OTTAWA – Canada’s private radio broadcasters saw operating revenues of $1.6 billion (current dollars) for 2008, a 5.6% increase from 2007 totals, according to Statistics Canada.
Profits before interest and taxes increased 12.2% to $336.5 million, while the profit margin before interest and taxes of 21.1% realized in 2008 was almost identical to the industry’s best performance in the last 30 years, the 21.2 % margin achieved in 2005.
The report says that the private radio industry has been profitable in recent years due largely to two key factors. First, the industry’s large companies operate an increasing number of stations, especially in Canada’s biggest markets. This has allowed the industry to withstand competition from other media by improving the offer to advertisers, and to control its spending as a result of the economies of scale that come from operating several stations within the same market.

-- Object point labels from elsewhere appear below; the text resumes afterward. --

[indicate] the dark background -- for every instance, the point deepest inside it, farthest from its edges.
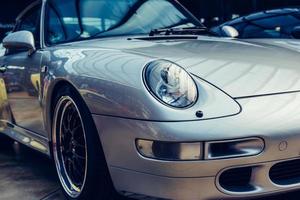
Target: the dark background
(210, 12)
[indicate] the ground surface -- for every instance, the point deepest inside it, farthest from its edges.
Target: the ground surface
(27, 175)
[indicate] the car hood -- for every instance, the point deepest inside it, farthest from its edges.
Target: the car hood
(241, 68)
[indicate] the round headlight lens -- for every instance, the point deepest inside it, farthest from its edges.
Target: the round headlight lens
(171, 84)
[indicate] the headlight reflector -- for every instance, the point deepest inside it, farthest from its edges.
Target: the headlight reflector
(171, 84)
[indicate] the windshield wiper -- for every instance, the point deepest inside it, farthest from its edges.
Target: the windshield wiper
(181, 31)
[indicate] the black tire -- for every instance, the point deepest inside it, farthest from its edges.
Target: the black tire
(5, 141)
(97, 183)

Second, the report says that the industry has been “rejuvenated” by the gradual transfer of stations from the AM band to the more popular and profitable FM band. This transition began in the early 1990s and is still continuing.
In 2008, AM stations generated a profit margin of 8.1% before interest and taxes, their best performance in the past 20 years. However, this is only a fraction of the 24.5% generated by FM radio. There were 159 AM stations in 2008, 15 fewer than in 2007.
Radio stations’ performance varied considerably depending on the broadcasting language. In 2008, Anglophone stations recorded the highest profit margin before interest and taxes at 23.0%, followed by Francophone stations at 13.8% and stations broadcasting in other languages at 4.2%. This ranking has remained unchanged since 1998.
The data used in the report is from the fiscal year ending August 31st, and does not reflect the impact on the television industry of the economic downturn that began in the final months of 2008.